Now in Part 2, you will analyze the data with PCA. The steps here will be:
scale()
)prcomp()
)screeplot()
)vegan::scores()
)In the code below all code is provided. Your tasks will be to do 4 things:
Load the vcfR package with library()
library(vcfR) # KEY
##
## ***** *** vcfR *** *****
## This is vcfR 1.13.0
## browseVignettes('vcfR') # Documentation
## citation('vcfR') # Citation
## ***** ***** ***** *****
library(vegan)
## Loading required package: permute
## Loading required package: lattice
## This is vegan 2.6-4
library(ggplot2)
library(ggpubr)
Set the working directory
setwd("~/Desktop/R/BIOSC1540")
list.files(pattern=".csv")
## [1] "SNPs_cleaned.csv" "walsh2017morphology.csv"
Load the data
SNPs_cleaned <- read.csv(file = "SNPs_cleaned.csv")
warning("If this didn't work, its may be because you didn't set your working directory.")
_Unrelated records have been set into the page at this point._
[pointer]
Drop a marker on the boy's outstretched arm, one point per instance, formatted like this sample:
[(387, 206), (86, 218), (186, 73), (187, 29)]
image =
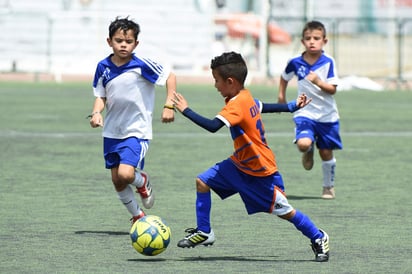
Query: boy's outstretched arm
[(181, 104), (168, 114)]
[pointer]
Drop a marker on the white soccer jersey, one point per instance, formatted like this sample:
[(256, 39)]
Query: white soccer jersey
[(130, 95), (323, 107)]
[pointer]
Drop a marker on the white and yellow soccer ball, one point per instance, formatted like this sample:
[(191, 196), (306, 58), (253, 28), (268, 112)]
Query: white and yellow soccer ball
[(150, 235)]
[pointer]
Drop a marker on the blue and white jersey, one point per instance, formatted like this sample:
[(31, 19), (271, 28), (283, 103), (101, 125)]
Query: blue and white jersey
[(323, 107), (130, 95)]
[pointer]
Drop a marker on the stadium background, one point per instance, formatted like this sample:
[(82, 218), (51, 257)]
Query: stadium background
[(63, 40)]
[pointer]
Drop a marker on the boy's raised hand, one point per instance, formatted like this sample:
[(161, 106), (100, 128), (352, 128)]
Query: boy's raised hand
[(302, 100), (179, 102)]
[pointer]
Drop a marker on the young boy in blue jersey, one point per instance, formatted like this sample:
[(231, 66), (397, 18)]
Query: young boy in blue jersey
[(251, 171), (317, 124), (124, 85)]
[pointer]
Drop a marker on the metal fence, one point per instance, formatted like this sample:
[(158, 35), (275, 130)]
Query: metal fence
[(41, 43)]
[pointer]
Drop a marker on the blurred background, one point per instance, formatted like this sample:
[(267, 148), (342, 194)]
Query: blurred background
[(61, 40)]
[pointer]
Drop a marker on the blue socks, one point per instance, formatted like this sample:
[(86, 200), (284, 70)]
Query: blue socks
[(203, 207), (306, 226)]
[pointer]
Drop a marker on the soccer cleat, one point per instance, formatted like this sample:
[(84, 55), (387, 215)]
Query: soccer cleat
[(197, 237), (321, 248), (135, 218), (145, 191), (307, 159), (328, 193)]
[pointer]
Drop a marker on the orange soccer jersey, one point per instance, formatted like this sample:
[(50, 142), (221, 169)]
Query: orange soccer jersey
[(252, 155)]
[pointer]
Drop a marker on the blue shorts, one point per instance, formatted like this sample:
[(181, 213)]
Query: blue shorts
[(130, 151), (324, 135), (259, 194)]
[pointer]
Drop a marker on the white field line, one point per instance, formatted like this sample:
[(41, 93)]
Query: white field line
[(23, 134)]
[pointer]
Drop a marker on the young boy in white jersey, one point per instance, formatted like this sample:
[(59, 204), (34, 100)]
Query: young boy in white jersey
[(124, 84), (318, 123)]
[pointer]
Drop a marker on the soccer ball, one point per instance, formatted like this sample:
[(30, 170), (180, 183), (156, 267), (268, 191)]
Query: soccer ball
[(150, 235)]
## Warning: If this didn't work, its may be because you didn't set your working
## directory.
Scale the data using the scale() function to change the data to mean = 0 and sd = 1. Scale also removes any inherent magnitude differences that could affect the PCA.
SNPs_scaled <- scale(SNPs_cleaned)
Use the prcomp function to perform PCA analysis.
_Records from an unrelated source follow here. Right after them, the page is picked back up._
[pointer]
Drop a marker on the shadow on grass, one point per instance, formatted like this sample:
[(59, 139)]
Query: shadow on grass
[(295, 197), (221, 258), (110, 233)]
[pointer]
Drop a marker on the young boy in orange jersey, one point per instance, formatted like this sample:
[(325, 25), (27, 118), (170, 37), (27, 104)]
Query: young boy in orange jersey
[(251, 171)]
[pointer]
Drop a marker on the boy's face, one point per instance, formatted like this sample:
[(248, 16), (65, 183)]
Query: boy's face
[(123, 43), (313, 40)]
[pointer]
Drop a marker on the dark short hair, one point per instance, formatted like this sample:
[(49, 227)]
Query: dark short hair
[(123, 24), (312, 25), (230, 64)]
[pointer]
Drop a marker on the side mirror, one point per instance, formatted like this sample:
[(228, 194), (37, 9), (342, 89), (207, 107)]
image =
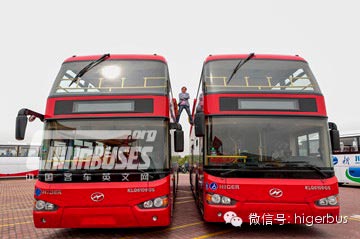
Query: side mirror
[(334, 137), (20, 127), (179, 140), (21, 121), (199, 124)]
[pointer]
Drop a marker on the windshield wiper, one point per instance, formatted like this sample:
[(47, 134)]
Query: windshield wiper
[(306, 165), (89, 67), (239, 65), (242, 166)]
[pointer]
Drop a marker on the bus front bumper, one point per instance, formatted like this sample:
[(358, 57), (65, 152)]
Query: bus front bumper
[(109, 217)]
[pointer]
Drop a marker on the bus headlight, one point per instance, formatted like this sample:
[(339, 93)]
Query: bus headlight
[(219, 199), (328, 201), (215, 198), (159, 202), (41, 205)]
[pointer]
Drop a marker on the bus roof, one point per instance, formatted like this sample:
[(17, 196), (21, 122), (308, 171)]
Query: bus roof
[(257, 56), (117, 57)]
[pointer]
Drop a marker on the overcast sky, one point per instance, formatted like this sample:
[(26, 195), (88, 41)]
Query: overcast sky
[(36, 36)]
pca_scaled <- prcomp(SNPs_scaled)
Use screeplot() to view the importance of each principal component
screeplot(pca_scaled,
ylab = "Relative importance",
main = "Principal Component Importance")
There is a massive drop off in importance after principal component 1. PC1 can explain a lot of the data and is the one most worth investigating.
Identify the percent of variation in the data explained by each principal component
summary_out_scaled <- summary(pca_scaled)
PCA_variation <- function(pca_summary, PCs = 2){
var_explained <- pca_summary$importance[2,1:PCs]*100
var_explained <- round(var_explained,1)
return(var_explained)
}
var_out <- PCA_variation(summary_out_scaled,PCs = 10)
N_columns <- ncol(SNPs_scaled)
barplot(var_out,
main = "Percent variation Scree plot",
ylab = "Percent variation explained")
abline(h = 1/N_columns*100, col = 2, lwd = 2)
PC1 explains the greatest amount of variation in the data at >15%. The following PC describe a very low amount of the variation at <5%.
Use biplot() to generate the biplot of the data.
#biplot(pca_scaled)
THIS IS NOT A GOOD IDEA. Since we have way over 1000 SNPs, we are going to end up with one vector for each SNP, resulting in an illegible plot.
use scores() to get the % of variation explained by the PCAs. Save to pca_scores
pca_scores <- vegan::scores(pca_scaled)
Create a vector with the sample names.
pop_id <- c("Nel","Nel","Nel","Nel","Nel","Nel","Nel","Nel",
"Nel", "Nel", "Nel", "Nel", "Nel", "Nel", "Nel", "Alt",
"Alt", "Alt", "Alt", "Alt", "Alt", "Alt", "Alt", "Alt",
"Alt", "Alt", "Alt", "Alt", "Alt", "Alt", "Sub", "Sub",
"Sub", "Sub", "Sub", "Sub", "Sub", "Sub", "Sub", "Sub",
"Sub", "Cau", "Cau", "Cau", "Cau", "Cau", "Cau", "Cau",
"Cau", "Cau", "Cau", "Cau", "Cau", "Div", "Div", "Div",
"Div", "Div", "Div", "Div", "Div", "Div", "Div", "Div",
"Div", "Div", "Div", "Div")
Create a dataframe with pop_id an pca_scores
pca_scores2 <- data.frame(pop_id,
pca_scores)
Use a scatterplot to view how the variation of PC1 compares to PC2 for each sample with color code based on the population ID
TODO: UPDATE PLOT WITH TITLE TODO: UPDATE X and Y AXES WITH AMOUNT OF VARIATION EXPLAINED
ggpubr::ggscatter(data = pca_scores2,
y = "PC2",
x = "PC1",
color = "pop_id",
shape = "pop_id",
xlab = "PC1 (19.2% variation)",
ylab = "PC2 (2.3% variation)",
main = "PC1 vs PC2 variation")
There are about 3 distinct clusters. ‘Alt’ and ‘Nel’ are clustered in the top left. ‘Sub’ is clusterd by itself in the lower left. ‘Div’ and ‘Cau’ are clustered in the middle on the right. The middle right cluster is particularly well explained by PC1.